Em 1939 entre várias actividades a que a Cinema-Television Ltd., o destaque vai para a instalação de ecrãs/receptores de Televisão de grandes dimensões em salas de Cinema na área de Londres.
A IIª Guerra Mundial beneficiou da actividade entretanto desenvolvida pela empresa, nomeadamente com o fornecimento de células fotoeléctricas e tubos de raios catódicos (TRC/CRT), os quais equiparam grande parte dos sistemas de radar então usados.

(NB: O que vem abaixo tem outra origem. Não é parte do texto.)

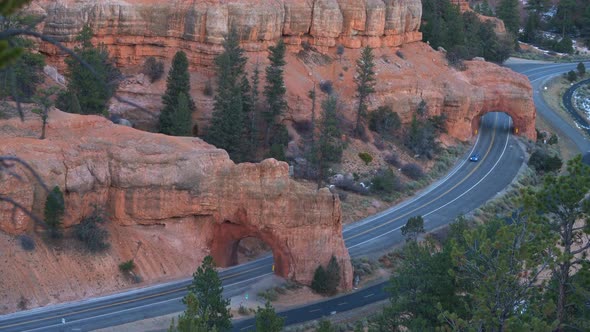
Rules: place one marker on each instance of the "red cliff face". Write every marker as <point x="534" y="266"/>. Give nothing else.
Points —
<point x="135" y="29"/>
<point x="179" y="197"/>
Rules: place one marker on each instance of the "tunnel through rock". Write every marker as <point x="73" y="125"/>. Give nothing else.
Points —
<point x="236" y="243"/>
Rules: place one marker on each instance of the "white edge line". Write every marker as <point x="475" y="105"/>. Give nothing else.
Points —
<point x="134" y="308"/>
<point x="475" y="185"/>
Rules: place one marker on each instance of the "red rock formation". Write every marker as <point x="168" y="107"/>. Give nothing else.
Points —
<point x="177" y="194"/>
<point x="135" y="29"/>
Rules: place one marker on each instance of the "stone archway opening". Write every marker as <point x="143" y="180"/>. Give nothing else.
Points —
<point x="235" y="243"/>
<point x="502" y="121"/>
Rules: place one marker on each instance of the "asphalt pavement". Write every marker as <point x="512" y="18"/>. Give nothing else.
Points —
<point x="467" y="186"/>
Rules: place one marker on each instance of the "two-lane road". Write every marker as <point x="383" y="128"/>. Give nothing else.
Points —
<point x="466" y="187"/>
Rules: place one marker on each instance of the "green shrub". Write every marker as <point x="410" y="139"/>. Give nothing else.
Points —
<point x="385" y="182"/>
<point x="413" y="171"/>
<point x="543" y="162"/>
<point x="366" y="157"/>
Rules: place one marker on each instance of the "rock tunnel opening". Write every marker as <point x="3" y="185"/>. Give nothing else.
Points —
<point x="502" y="121"/>
<point x="235" y="244"/>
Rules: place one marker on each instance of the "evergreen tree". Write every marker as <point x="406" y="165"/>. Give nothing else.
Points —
<point x="333" y="274"/>
<point x="177" y="84"/>
<point x="508" y="11"/>
<point x="181" y="118"/>
<point x="274" y="90"/>
<point x="413" y="228"/>
<point x="365" y="84"/>
<point x="563" y="201"/>
<point x="581" y="69"/>
<point x="192" y="319"/>
<point x="329" y="146"/>
<point x="54" y="212"/>
<point x="228" y="125"/>
<point x="92" y="96"/>
<point x="319" y="283"/>
<point x="208" y="291"/>
<point x="267" y="320"/>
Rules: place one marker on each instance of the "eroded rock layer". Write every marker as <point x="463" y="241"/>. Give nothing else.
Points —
<point x="134" y="29"/>
<point x="172" y="200"/>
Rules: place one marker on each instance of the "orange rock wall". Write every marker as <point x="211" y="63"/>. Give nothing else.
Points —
<point x="174" y="195"/>
<point x="135" y="29"/>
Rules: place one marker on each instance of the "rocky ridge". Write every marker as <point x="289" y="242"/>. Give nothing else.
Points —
<point x="180" y="198"/>
<point x="135" y="29"/>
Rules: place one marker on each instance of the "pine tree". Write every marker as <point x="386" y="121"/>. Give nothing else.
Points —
<point x="92" y="96"/>
<point x="413" y="228"/>
<point x="274" y="90"/>
<point x="208" y="291"/>
<point x="329" y="146"/>
<point x="333" y="274"/>
<point x="177" y="83"/>
<point x="267" y="320"/>
<point x="563" y="201"/>
<point x="508" y="11"/>
<point x="181" y="118"/>
<point x="54" y="211"/>
<point x="320" y="281"/>
<point x="228" y="124"/>
<point x="365" y="84"/>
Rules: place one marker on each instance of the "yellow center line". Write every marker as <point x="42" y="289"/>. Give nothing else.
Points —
<point x="435" y="199"/>
<point x="257" y="268"/>
<point x="120" y="302"/>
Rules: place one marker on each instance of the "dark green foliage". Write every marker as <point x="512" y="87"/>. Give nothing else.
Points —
<point x="172" y="119"/>
<point x="365" y="84"/>
<point x="233" y="103"/>
<point x="275" y="90"/>
<point x="413" y="171"/>
<point x="329" y="145"/>
<point x="154" y="69"/>
<point x="572" y="76"/>
<point x="325" y="326"/>
<point x="68" y="102"/>
<point x="563" y="202"/>
<point x="333" y="276"/>
<point x="26" y="242"/>
<point x="127" y="266"/>
<point x="193" y="319"/>
<point x="319" y="284"/>
<point x="413" y="228"/>
<point x="208" y="292"/>
<point x="581" y="69"/>
<point x="23" y="77"/>
<point x="267" y="320"/>
<point x="421" y="281"/>
<point x="91" y="233"/>
<point x="366" y="157"/>
<point x="393" y="160"/>
<point x="385" y="182"/>
<point x="385" y="121"/>
<point x="82" y="83"/>
<point x="508" y="11"/>
<point x="54" y="211"/>
<point x="542" y="161"/>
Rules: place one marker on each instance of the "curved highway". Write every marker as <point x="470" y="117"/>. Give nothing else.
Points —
<point x="539" y="74"/>
<point x="466" y="187"/>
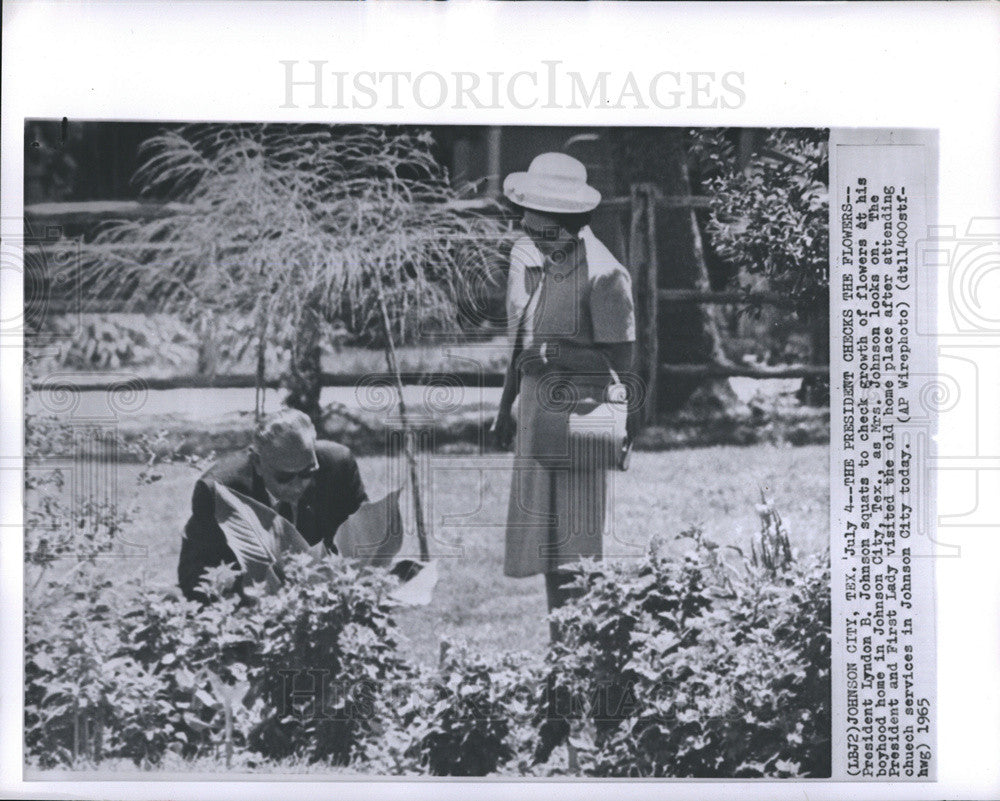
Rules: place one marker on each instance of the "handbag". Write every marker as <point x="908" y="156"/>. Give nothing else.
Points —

Em 1958 a Cinema-Television Ltd. foi comprada pela organização de J. Arthur Rank, passando a designar-se por Rank Cintel, tendo-se mudado, então, das velhas instalações de Sydenham, South East London, para uma moderna fábrica partilhada com outras empresas do Grupo Rank em Bessemer Road, Welwyn Garden City, Hertfordshire. Entretanto com a entrada em actividade da nova divisão do Grupo, a Rank Xerox, especializada no campo das fotocópias, a Rank Cintel mudou-se para os subúrbios de Ware, uma cidade dentro do mesmo condado.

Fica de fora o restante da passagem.